L’Accord de Partenariat transpacifique (TPP) est le plus avancé et implique 11 pays, en sus des États-Unis, qui représentent ensemble jusqu’à 40 pour cent de la production mondiale ; mais la Chine, il faut le souligner, n’en fait pas partie. Le Partenariat transatlantique de commerce et d’investissement (TTIP), négocié entre les États-Unis et l’Union européenne a un objectif encoure plus ambitieux – réunir deux régions du monde qui représentent ensemble la moitié du commerce mondial.
Depuis un certain temps, les accords commerciaux ne sont plus la chasse gardée des experts et des technocrates. Il n’est donc pas surprenant que ces deux projets d’accords aient donné lieu à de vifs et profonds débats publics. Les points de vues des partisans et des opposants sont tellement polarisés qu’il est difficile de ne pas être totalement confus quant aux conséquences potentielles de ces accords. Pour apprécier les enjeux, il faut comprendre qu’un mélange d’objectifs – certains bénins, d’autres moins, d’un point de vue global – est à l’origine de ces accords.

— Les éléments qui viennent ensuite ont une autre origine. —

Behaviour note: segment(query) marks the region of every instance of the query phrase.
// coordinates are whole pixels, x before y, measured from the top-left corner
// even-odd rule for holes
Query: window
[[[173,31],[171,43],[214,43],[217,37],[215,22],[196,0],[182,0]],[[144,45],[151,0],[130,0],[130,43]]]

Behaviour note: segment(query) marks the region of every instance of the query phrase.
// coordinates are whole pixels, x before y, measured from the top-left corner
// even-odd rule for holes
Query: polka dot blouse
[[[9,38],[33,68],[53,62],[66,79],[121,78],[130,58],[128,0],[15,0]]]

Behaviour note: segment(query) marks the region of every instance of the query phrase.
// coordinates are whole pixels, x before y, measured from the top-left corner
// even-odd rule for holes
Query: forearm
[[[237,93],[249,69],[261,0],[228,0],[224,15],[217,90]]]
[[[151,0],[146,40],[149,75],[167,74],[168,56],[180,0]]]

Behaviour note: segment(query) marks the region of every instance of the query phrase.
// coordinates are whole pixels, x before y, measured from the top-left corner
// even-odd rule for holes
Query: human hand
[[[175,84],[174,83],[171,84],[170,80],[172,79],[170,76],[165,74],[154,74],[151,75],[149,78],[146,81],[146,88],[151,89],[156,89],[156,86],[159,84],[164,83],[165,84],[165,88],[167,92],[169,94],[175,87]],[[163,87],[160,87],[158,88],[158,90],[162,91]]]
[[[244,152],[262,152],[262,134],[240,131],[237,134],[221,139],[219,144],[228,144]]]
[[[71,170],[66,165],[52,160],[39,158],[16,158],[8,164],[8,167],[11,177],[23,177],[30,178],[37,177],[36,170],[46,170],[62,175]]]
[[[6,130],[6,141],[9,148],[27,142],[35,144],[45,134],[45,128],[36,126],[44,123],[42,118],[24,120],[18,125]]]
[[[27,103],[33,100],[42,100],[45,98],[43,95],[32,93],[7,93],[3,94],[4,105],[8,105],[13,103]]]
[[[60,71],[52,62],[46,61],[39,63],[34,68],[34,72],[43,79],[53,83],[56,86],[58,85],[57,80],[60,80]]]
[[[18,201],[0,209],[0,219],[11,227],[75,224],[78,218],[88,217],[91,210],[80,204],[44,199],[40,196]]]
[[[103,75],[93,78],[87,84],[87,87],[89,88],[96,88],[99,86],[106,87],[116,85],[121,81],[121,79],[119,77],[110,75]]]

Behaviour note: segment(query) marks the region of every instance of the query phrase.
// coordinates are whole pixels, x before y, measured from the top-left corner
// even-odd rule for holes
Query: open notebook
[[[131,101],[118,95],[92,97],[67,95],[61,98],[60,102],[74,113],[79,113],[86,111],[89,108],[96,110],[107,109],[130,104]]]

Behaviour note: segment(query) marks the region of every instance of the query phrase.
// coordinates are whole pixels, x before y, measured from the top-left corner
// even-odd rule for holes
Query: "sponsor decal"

Sur le plan économique, les partisans des accords tendent à tenir un double langage. Réduire les barrières commerciales est censé promouvoir l’efficacité et la spécialisation économiques ; mais ce processus est également supposé augmenter les exportations et créer des emplois en améliorant l’accès aux marchés des partenaires commerciaux. Le premier argument est celui de l’avantage comparatif classique en faveur de la libéralisation des échanges ; le second est un argument mercantiliste.
Les objectifs que défendent ces raisonnements sont mutuellement contradictoires. Du point de vue de l’avantage comparatif, les gains issus des échanges commerciaux proviennent des importations ; les exportations sont ce que les pays doivent consentir pour obtenir ces gains. Tous les pays bénéficient de ces gains à condition que les échanges augmentent de manière équilibrée. Les accords commerciaux ne créent pas d’emplois, ils ne font que les redistribuer d’une industrie à l’autre.
Du point de vue mercantiliste, c’est le contraire, les exportations sont une bonne chose et les importations une mauvaise. Les pays qui parviennent à faire progresser leurs exportations nettes gagnent ; tous les autres perdent. Les accords commerciaux peuvent créer des emplois, mais seulement dans la mesure où ils détruisent des emplois dans d’autres pays.
Chaque argument en faveur des accords commerciaux est donc incompatible avec l’affirmation fondamentale de leurs défenseurs voulant que de tels accords puissent à la fois créer des emplois et être mutuellement bénéfiques. Curieusement, les partisans du TPP et du TTIP avancent simultanément ces deux arguments.
Sur le plan politique, les partisans du TPP et du TTIP affirment que les échanges commerciaux seront ainsi encadrés par de solides règles libérales. Moins de barrières et plus de transparence de la réglementation sont généralement une bonne chose. Mais dans ce cas également, la réalité est bien plus complexe.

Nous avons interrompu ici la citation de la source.